Au regard des approvisionnements en hydrocarbures, la France, qui dispose heureusement d'un bouquet énergétique et de sources d'approvisionnement diversifiées, présente une vulnérabilité limitée en termes de sécurité énergétique.

En outre, à l'avenir, la mise en exploitation de nouvelles ressources en Arctique, au Brésil, et la diversification de nos approvisionnements, en s'adressant au Venezuela ou à la Guyane par exemple, devraient avoir un impact sur les flux énergétiques français, en renforçant l'importance stratégique de l'océan Atlantique. Cette évolution devrait contribuer, grâce à la diversification des fournisseurs, à une diminution quantitative de la vulnérabilité de la France face aux flux énergétiques.

Mais l'économie française reste très dépendante en ce qui concerne le trafic de conteneurs et les approvisionnements en métaux stratégiques (aluminium, cuivre, minerai de fer, mais aussi terres rares, niobium, tantale, cobalt, nickel...) de l'une des voies maritimes les plus sensibles au monde. La route stratégique majeure pour les conteneurs transite par la Méditerranée avant de parcourir l'océan Indien, de franchir le détroit de Malacca et de traverser la mer de Chine du sud. En conséquence, toute crise située sur cette trajectoire pourrait avoir un impact majeur pour la santé économique de la France.

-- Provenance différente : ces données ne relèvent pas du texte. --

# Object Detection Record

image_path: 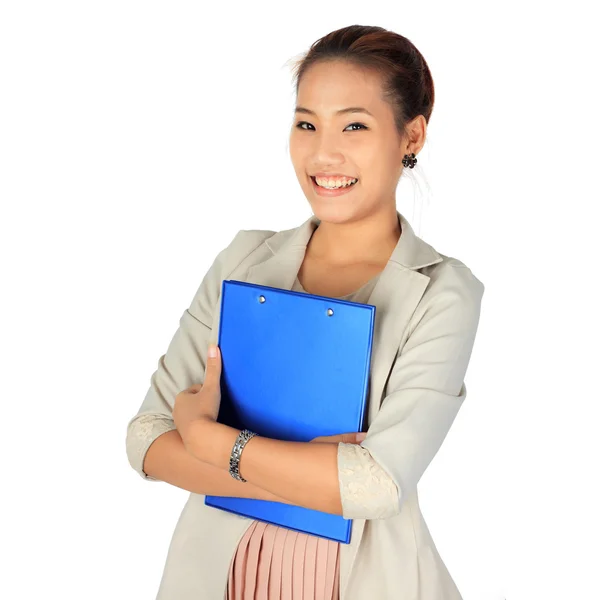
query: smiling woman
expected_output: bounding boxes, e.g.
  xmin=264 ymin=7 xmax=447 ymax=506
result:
xmin=127 ymin=25 xmax=484 ymax=600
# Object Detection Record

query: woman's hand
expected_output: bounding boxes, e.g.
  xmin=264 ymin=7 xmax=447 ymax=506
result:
xmin=173 ymin=344 xmax=221 ymax=447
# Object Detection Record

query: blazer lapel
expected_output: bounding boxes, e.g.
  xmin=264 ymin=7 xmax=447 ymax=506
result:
xmin=224 ymin=212 xmax=443 ymax=597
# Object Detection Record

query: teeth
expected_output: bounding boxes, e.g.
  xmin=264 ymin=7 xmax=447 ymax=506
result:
xmin=315 ymin=177 xmax=358 ymax=190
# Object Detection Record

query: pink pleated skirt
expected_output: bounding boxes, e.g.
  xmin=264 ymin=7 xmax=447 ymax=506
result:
xmin=227 ymin=521 xmax=340 ymax=600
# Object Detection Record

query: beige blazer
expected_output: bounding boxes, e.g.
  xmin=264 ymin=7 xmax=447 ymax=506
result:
xmin=127 ymin=213 xmax=484 ymax=600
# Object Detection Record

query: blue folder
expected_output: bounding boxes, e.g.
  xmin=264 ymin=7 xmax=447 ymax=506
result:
xmin=205 ymin=280 xmax=375 ymax=544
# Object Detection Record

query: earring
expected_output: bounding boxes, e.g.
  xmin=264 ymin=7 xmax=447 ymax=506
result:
xmin=402 ymin=152 xmax=417 ymax=169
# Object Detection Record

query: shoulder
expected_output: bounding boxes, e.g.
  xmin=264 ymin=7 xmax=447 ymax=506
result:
xmin=217 ymin=229 xmax=277 ymax=271
xmin=421 ymin=251 xmax=485 ymax=296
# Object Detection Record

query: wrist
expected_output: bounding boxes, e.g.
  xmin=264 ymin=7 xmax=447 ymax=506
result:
xmin=189 ymin=419 xmax=240 ymax=471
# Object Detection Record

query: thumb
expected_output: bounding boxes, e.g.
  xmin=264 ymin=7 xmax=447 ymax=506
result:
xmin=204 ymin=344 xmax=221 ymax=387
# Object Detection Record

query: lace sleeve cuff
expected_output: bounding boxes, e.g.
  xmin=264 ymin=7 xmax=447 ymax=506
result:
xmin=338 ymin=442 xmax=400 ymax=519
xmin=126 ymin=413 xmax=177 ymax=481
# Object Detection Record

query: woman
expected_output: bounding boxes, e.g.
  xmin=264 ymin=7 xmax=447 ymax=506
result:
xmin=127 ymin=26 xmax=484 ymax=600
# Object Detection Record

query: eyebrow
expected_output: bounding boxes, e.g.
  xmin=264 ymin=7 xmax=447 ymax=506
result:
xmin=294 ymin=106 xmax=373 ymax=117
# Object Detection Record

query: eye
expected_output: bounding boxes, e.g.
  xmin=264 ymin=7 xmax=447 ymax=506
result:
xmin=296 ymin=121 xmax=369 ymax=131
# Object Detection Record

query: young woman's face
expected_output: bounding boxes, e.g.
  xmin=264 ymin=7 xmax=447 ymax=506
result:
xmin=290 ymin=61 xmax=404 ymax=223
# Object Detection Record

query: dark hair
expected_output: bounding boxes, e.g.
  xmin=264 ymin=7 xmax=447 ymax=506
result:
xmin=292 ymin=25 xmax=434 ymax=142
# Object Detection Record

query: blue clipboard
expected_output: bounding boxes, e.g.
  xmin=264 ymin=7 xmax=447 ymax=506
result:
xmin=205 ymin=280 xmax=375 ymax=544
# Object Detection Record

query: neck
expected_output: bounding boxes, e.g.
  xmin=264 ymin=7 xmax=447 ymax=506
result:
xmin=307 ymin=207 xmax=401 ymax=265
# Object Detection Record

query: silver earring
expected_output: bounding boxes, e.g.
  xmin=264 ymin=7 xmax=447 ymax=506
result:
xmin=402 ymin=152 xmax=417 ymax=169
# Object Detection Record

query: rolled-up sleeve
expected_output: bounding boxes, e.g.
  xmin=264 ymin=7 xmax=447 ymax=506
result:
xmin=126 ymin=230 xmax=265 ymax=481
xmin=126 ymin=302 xmax=211 ymax=481
xmin=361 ymin=259 xmax=484 ymax=518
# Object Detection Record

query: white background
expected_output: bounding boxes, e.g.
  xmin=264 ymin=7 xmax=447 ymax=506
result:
xmin=0 ymin=0 xmax=600 ymax=600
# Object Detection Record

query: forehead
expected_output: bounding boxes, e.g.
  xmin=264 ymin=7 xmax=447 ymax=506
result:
xmin=297 ymin=61 xmax=383 ymax=114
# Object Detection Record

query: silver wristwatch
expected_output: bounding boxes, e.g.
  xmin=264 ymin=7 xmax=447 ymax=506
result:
xmin=229 ymin=429 xmax=258 ymax=483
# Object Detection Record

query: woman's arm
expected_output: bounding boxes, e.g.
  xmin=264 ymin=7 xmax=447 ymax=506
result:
xmin=143 ymin=429 xmax=296 ymax=504
xmin=190 ymin=420 xmax=343 ymax=515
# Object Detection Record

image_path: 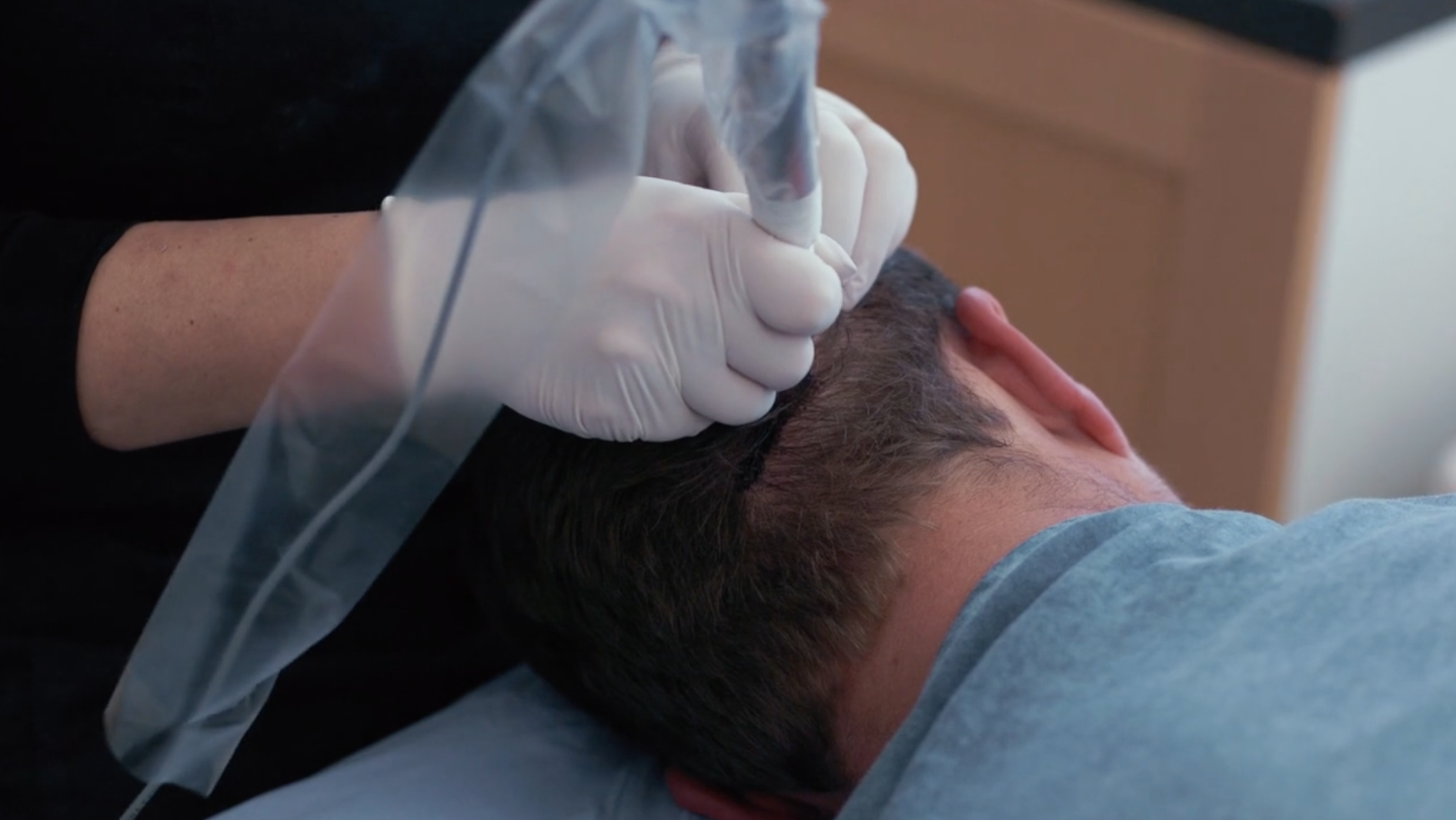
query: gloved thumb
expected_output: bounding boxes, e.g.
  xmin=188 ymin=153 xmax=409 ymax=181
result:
xmin=738 ymin=225 xmax=855 ymax=336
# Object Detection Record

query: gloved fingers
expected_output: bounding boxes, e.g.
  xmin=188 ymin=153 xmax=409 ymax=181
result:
xmin=820 ymin=88 xmax=919 ymax=308
xmin=818 ymin=96 xmax=870 ymax=263
xmin=730 ymin=214 xmax=853 ymax=336
xmin=699 ymin=138 xmax=748 ymax=194
xmin=678 ymin=365 xmax=775 ymax=438
xmin=723 ymin=308 xmax=814 ymax=390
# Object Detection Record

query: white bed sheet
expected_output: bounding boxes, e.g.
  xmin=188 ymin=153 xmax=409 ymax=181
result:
xmin=220 ymin=668 xmax=693 ymax=820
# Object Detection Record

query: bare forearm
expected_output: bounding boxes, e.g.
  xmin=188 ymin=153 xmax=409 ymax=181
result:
xmin=75 ymin=212 xmax=377 ymax=450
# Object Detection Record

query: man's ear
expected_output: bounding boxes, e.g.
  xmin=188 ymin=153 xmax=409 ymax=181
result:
xmin=663 ymin=768 xmax=834 ymax=820
xmin=955 ymin=287 xmax=1133 ymax=456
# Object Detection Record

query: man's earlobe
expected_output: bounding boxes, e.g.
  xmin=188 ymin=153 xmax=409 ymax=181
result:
xmin=663 ymin=768 xmax=834 ymax=820
xmin=955 ymin=287 xmax=1133 ymax=456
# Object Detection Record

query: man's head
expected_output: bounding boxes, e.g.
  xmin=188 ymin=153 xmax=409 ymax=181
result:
xmin=472 ymin=252 xmax=1160 ymax=815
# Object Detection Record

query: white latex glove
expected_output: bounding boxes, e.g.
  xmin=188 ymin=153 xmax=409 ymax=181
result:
xmin=642 ymin=45 xmax=917 ymax=308
xmin=386 ymin=178 xmax=852 ymax=442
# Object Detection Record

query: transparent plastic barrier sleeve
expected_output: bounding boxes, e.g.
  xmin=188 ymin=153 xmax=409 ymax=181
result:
xmin=106 ymin=0 xmax=823 ymax=814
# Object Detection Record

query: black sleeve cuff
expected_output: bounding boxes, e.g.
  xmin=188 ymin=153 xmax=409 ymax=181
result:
xmin=0 ymin=214 xmax=134 ymax=484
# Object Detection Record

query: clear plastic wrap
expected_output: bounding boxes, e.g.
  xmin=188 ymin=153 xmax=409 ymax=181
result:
xmin=106 ymin=0 xmax=823 ymax=808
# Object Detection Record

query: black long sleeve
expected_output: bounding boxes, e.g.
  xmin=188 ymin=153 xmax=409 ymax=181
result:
xmin=0 ymin=0 xmax=527 ymax=820
xmin=0 ymin=214 xmax=131 ymax=491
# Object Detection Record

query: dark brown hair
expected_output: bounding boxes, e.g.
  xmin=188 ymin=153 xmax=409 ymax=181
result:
xmin=469 ymin=251 xmax=1006 ymax=791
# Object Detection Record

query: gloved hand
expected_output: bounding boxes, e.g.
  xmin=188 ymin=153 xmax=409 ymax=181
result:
xmin=642 ymin=44 xmax=917 ymax=308
xmin=384 ymin=178 xmax=853 ymax=442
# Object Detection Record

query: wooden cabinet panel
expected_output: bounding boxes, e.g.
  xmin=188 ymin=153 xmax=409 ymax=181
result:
xmin=821 ymin=57 xmax=1177 ymax=442
xmin=820 ymin=0 xmax=1338 ymax=514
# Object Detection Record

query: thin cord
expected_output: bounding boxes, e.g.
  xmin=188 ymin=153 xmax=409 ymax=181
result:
xmin=121 ymin=782 xmax=162 ymax=820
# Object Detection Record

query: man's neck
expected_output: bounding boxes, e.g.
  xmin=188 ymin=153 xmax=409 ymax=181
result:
xmin=836 ymin=468 xmax=1120 ymax=781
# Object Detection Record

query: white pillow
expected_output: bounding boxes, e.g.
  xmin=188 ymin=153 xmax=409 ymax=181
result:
xmin=219 ymin=668 xmax=693 ymax=820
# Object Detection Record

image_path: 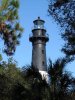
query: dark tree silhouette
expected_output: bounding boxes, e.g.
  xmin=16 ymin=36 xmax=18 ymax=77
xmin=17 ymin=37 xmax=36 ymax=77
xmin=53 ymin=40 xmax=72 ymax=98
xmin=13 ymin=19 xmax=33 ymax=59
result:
xmin=48 ymin=59 xmax=75 ymax=100
xmin=0 ymin=0 xmax=23 ymax=55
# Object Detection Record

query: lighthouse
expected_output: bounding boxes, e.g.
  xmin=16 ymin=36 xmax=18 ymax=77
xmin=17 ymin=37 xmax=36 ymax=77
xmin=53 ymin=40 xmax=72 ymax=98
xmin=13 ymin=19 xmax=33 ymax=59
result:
xmin=29 ymin=17 xmax=49 ymax=78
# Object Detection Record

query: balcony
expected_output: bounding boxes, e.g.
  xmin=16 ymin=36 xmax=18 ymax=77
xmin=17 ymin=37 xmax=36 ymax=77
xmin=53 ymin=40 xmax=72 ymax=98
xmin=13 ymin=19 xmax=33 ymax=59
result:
xmin=29 ymin=33 xmax=49 ymax=42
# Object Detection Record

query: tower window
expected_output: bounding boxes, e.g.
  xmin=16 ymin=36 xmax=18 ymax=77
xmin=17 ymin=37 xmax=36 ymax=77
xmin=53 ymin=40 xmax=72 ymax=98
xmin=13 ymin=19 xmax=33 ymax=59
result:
xmin=42 ymin=50 xmax=44 ymax=54
xmin=42 ymin=61 xmax=45 ymax=66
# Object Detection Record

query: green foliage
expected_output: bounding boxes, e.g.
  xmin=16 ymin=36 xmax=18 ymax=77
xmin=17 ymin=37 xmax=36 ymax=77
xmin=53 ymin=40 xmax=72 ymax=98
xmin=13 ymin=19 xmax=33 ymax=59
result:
xmin=0 ymin=58 xmax=75 ymax=100
xmin=0 ymin=0 xmax=23 ymax=55
xmin=48 ymin=59 xmax=75 ymax=100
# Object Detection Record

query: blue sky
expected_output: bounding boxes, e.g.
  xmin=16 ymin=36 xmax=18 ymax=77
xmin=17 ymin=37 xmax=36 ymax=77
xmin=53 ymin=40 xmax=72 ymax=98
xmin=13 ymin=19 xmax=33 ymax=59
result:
xmin=0 ymin=0 xmax=75 ymax=76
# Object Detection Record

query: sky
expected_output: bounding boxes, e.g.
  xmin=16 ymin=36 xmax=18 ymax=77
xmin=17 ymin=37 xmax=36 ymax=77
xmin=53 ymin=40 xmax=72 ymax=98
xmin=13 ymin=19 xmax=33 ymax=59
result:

Ainsi, la France est fortement vulnérable à l'égard des flux de minerais et des composants électroniques. Cette vulnérabilité devrait s'accroître en raison de la concurrence entre puissances pour l'accès aux ressources, notamment en métaux stratégiques pour les industries de hautes technologies (défense, aérospatial, électronique...) et pour les industries « vertes ».

La montée en puissance de l'implantation militaire française aux Emirats Arabes Unis (EAU), inaugurée en mai 2009, la confirmation de notre accord de défense avec Djibouti, en décembre 2011, comme la participation aux opérations Atalante doit se comprendre par la volonté des pouvoirs publics d'être présents sur les routes d'approvisionnement maritime de la France.

Nos deux implantations sur cet axe entre la Méditerranée et l'océan Indien ont notamment pour mission d'affirmer une présence interarmées, dissuasive vis-à-vis d'un agresseur et permettant, le cas échéant, de faciliter la mise en oeuvre rapide de premières mesures de réaction face à une action hostile, notamment dans le cadre de nos accords de défense.

La proximité géographique, les liens historiques, démographiques et commerciaux, l'impact sur les questions de politique intérieure et de défense, les possibles répercussions en matière d'approvisionnement énergétique ou de flux migratoires font des évolutions de l'Afrique un enjeu stratégique majeur pour la France et pour l'Europe.

Ces nouvelles menaces, comme la ruée des pays émergents et des nations périphériques vers l'Afrique doivent nous faire réfléchir à notre investissement dans la relation de la France au continent africain.

Les enjeux de l'Afrique d'aujourd'hui sont très éloignés des questions qui ont occupé le devant de la scène sur notre responsabilité historique, sur notre dette morale ou sur la France-Afrique et ses dérives. Ils doivent nous faire reconsidérer le sens de notre politique africaine, les intérêts que nous avons à y défendre et les projets que nous voulons y promouvoir.